LocationInsight becomes Placeable as it aims to eradicate dirty location data in the enterprise

By Michael Carney , written on August 21, 2013

From The News Desk

There really is such a thing as being a victim of your own success. And for brands with large brick-and-mortar footprints one manifestation of this phenomenon is bad location data online. It’s easy for users to blame Google or Apple Maps, Foursquare, Yelp, or any other Web cum mobile platform when getting bad directions or contact information for local businesses. But in reality, the fault lays on the brands who have done a poor job verifying and maintaining the accuracy of their location information.

This is not entirely the fault of brands. Once a company gets over 100 locations, managing all this – often frequently changing – information becomes a monumental task. And until recently, it was a task that had to be done manually, through the use of spreadsheets and disparate interfaces within each consumer platform.

Placeable, which rebranded this week from LocationInsight, aims to solve this problem through the launch of a new commercial location management and marketing platform of the same name. Whereas the company has previously offered only a high-touch enterprise grade solution – now called Placeable Pages – to large brands like Bank of America, Western Union, Nationwide, and AMEX, the newly-launched is a self-service platform available to agencies and brands of all sizes.

“Inaccurate and dirty location data costs U.S. businesses over $10 billion in lost sales every year,” says Placeable CEO Ari Kaufman. “It’s not Google’s fault when you pull up to a vacant building in your car using Google Maps instead of the place you intended.
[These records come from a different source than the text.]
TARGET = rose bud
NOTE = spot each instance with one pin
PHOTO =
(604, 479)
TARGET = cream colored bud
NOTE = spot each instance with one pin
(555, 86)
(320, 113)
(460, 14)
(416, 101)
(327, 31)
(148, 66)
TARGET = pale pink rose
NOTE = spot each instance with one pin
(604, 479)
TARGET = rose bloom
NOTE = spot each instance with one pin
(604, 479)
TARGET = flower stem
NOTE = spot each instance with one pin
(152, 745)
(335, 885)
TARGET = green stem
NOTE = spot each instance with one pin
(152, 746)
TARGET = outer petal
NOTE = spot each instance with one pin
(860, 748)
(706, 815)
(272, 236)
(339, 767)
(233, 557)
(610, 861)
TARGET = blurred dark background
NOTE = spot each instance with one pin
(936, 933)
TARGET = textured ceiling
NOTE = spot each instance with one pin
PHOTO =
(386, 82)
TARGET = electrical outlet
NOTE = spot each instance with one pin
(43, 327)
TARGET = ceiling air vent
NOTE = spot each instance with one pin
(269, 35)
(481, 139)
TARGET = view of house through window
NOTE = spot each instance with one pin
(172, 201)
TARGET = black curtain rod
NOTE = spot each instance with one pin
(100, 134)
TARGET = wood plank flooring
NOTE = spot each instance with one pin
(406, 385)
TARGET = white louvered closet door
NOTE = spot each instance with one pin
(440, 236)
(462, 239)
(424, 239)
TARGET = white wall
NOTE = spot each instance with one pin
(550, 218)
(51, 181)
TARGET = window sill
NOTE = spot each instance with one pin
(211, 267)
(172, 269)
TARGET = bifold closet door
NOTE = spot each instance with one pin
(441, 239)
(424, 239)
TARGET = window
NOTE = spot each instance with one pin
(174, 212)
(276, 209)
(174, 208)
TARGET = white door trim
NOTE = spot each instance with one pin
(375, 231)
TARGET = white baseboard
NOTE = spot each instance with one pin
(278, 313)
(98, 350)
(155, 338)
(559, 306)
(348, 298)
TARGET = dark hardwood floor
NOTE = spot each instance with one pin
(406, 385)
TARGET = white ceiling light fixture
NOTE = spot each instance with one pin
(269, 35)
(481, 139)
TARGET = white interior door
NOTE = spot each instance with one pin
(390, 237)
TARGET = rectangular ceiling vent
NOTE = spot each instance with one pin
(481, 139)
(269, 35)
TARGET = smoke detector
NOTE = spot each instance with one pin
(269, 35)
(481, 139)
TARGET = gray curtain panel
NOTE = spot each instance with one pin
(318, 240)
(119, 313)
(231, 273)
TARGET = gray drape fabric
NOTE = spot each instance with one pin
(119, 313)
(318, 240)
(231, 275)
The listing was at fault. Advertisers are providing the ecosystem with bad data—and the bigger the advertiser, the dirtier the data.”

Placeable’s solution is to offer these brands and agencies a single repository into which they can map multiple data streams, such as those from various company departments, regional offices, and disparate software platforms, only to have it cleansed and normalized into a single – hopefully more accurate – database. This data can then be distribute back out to search engines, directories, maps, local pages, and social networks in real-time. The service is available for a monthly subscription of $299 plus $2 for each location managed. (Enterprise-grade, high-touch Placeable Pages engagements are negotiated on an individual basis.)

Users can also view each location on a map and compare where Google, Bing, Yahoo, Yelp, and others indicate that the business is located – which tends to vary widely. The user can then select a single, correct location for the business and push this information, along with the correct address, contact information, hours of operation, and other pertinent details out to all the major consumer Web platforms.

For example, during the recent Hurricane Sandy along the Eastern seaboard, Placeable was updating information in real-time on which of its clients’ ATMs and gas pumps were empty, and which were in working order.

“You’d be surprised how frequently this data changes, for any number of reasons,” Kaufman says. “Users receive inaccurate information nearly 20 percent of the time when using a mobile mapping apps.”

There is no arguing the need in this market, but Placeable isn’t alone in trying to address it. LA-based MomentFeed offers a similar location data normalization services to Fortune 1000 brands like 7-Eleven, Coffee Bean & Tea Leaf, and JCPenney. On the small- and medium-sized business front, Locu (acquired this week by GoDaddy) has been a category leader by helping restaurants and service professionals distribute accurate contact and product information across the Web.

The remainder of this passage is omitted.